大講堂は平成15年(2003年)に再建された建物で、享禄(きょうろく)元年1528年の兵火によって焼失し、江戸時代の嘉永5年(1852年)に復興したが、元の大講堂に比べると小さく、平成15年に創建当初の規模で再建された。
大講堂は金堂よりも大きいのが特徴。
御本尊を祀る金堂よりも講堂が大きいのは、教学を重視し、講堂に大勢の僧侶が集まって経典研究に励んだ奈良仏教の寺院建築の特徴を表している。
現在は弥勒三尊像をお祀りしているが、享禄の兵火以前は繍仏(しゅうぶつ)という、刺繍で作られた阿弥陀三尊繍仏が本尊として祀られていた。

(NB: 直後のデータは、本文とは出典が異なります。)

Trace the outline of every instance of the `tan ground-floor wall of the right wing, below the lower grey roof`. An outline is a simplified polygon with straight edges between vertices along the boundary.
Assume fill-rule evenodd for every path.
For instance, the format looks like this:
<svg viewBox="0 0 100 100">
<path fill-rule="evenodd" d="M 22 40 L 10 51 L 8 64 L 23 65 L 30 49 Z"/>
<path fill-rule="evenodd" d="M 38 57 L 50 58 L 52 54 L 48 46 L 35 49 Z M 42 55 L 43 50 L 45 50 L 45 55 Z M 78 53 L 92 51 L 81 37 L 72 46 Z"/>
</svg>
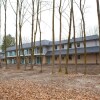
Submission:
<svg viewBox="0 0 100 100">
<path fill-rule="evenodd" d="M 52 57 L 46 57 L 47 64 L 52 64 Z M 77 64 L 84 64 L 84 55 L 80 54 L 77 55 L 77 59 L 75 59 L 75 55 L 69 55 L 68 64 L 75 64 L 75 60 Z M 59 64 L 59 56 L 55 56 L 55 64 Z M 100 63 L 100 56 L 99 54 L 87 54 L 86 55 L 86 63 L 87 64 L 99 64 Z M 66 64 L 66 56 L 63 55 L 61 57 L 61 64 Z"/>
</svg>

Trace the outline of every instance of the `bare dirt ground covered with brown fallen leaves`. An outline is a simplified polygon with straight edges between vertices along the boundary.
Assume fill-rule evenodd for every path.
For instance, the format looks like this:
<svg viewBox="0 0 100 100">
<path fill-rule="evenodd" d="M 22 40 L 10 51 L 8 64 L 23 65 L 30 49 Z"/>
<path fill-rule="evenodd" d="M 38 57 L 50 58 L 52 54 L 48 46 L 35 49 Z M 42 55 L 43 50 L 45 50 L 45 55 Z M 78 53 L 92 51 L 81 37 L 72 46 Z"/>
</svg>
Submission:
<svg viewBox="0 0 100 100">
<path fill-rule="evenodd" d="M 51 66 L 34 66 L 34 70 L 16 70 L 15 65 L 8 69 L 0 68 L 0 100 L 100 100 L 100 67 L 88 65 L 87 75 L 84 66 L 68 66 L 69 74 L 54 74 Z"/>
</svg>

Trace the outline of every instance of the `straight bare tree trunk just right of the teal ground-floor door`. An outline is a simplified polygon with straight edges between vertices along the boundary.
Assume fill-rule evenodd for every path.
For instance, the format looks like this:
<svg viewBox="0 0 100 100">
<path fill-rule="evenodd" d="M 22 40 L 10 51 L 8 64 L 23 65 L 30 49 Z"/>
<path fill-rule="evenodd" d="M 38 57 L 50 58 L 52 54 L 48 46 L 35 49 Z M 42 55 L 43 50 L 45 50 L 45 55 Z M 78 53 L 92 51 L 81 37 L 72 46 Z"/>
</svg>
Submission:
<svg viewBox="0 0 100 100">
<path fill-rule="evenodd" d="M 54 21 L 55 21 L 55 0 L 53 0 L 53 13 L 52 13 L 52 73 L 54 73 L 54 62 L 55 62 L 55 32 L 54 32 Z"/>
</svg>

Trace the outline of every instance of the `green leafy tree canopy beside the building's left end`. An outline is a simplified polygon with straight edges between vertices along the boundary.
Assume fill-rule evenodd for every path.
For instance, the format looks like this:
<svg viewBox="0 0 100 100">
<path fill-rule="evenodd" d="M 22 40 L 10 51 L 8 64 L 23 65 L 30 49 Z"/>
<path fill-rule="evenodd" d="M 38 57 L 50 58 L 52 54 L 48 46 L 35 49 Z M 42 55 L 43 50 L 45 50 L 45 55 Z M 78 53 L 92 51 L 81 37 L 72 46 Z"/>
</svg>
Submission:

創建時に持統天皇が天武天皇の七回忌にあたり、極楽浄土の様子を刺繍で作らせたもので、高さ約9m、幅6.5mの大きさで、極楽浄土の様子が刺繍で表現されていたらしい。
飛鳥から奈良時代にかけて、刺繍によって仏像や極楽浄土を表す繍仏が盛んだった。
※薬師寺HP・奈良国立博物館HPより
平安時代になると廃れるが、鎌倉時代後期に突如として多くの作例が作られるようになった。
繍仏の制作は特に女性の信仰と結びついているのが特徴らしい。
※奈良国立博物館HP 刺繍阿弥陀三尊来迎図より
大講堂にも天井に白鳳時代の模様が描かれている。
講堂は仏足石を観ることができる珍しい場所でもある。
仏足石はお釈迦さまが入滅してから紀元100年までに、お釈迦様を偲ぶためにお釈迦の足跡を刻んだ石を造り信仰の対象としたもの。
後に仏像が作られるようになってから仏足石はなくなり、ストゥーパ (舎利塔)と仏像の間に位置しているのが仏足石となる。
薬師寺の仏足石は天平勝宝5年(753年)に作られたもので、古代の仏足跡は例が少なく現存最古。
※薬師寺のHPより
現在、寺院では仏像が祀られているが、お釈迦様が入滅してから紀元100年頃までは仏像が作られなかった。
諸説あるが、悟りを開き人智を超えた存在であるお釈迦様を人間が表現するのは不可能と考えらたからで、人びとは仏像のかわりに菩提樹や法輪など、
お釈迦様にまつわるモチーフを描いてお釈迦様を表現し、特によく描かれたのが仏足跡だった。
人びとはそこにお釈迦様が立っておられるとイメージしながら手を合わせたと、そんなことが薬師寺のHPに書かれていた。
お釈迦さまはイエスキリストと一緒で実在した人物だから、仏足石は人間の等身大の足の大きさだと思っていたが、顔よりも大きいものでいがいだった。
百円納めると仏足石について書かれたパンフレットをこちら持ち帰ることができ、助かる。
仏足石が一般の足跡のデザインと違い、逆さまになっているのは、拝む人がお釈迦さまと向き合っているからだ。
パンフレットはさらに詳しく、仏足石歌碑についても説明がある。
大講堂では仏足跡歌碑も見れ、仏足跡歌碑は、奈良時代に彫られた歌碑で、仏足跡への賛歌や仏教道歌が21首刻まれている。
仏足跡歌は「五七五七七七」の一首38文字の仏足跡歌体で詠まれていますが、この歌体は仏足跡歌碑のほかは『古事記』『万葉集』などに数点のこるだけで、極めて貴重とのこと。
21首はすべて万葉仮名で書かれ、奈良時代の人びとの信仰と文化の高さを今に伝えるものである。
金堂と同様、講堂にも天井に蓮の花が描かれている。
東塔の天井に残っていた模様を復元したもので、白鳳時代独特の模様が描かれている。
昔とそっくり同じ顔料を使い、値段がかなり高いのだそうだ。
※『宮大工と歩く奈良の古寺』、『木に学べ』より
天井に描かれている模様だけでなく仏像の上にある天蓋の装飾もとても煌びやかで、色彩がほどこされていて見ごたえがあったり
個人的に驚いたのがオレンジ色を結構使っていた点だ。
緑とオレンジのコントラストといいうのか、その二色をメインに他の色を使って模様を描いていて、自分が知っている奈良時代の色とはまた違った色を使っていたかなり興味深かった。
た奈良時代の色彩とか、平安時代の色の使い方との違いとか、そうしたことに興味のある人も、講堂は見ごたえのある場所だと思う。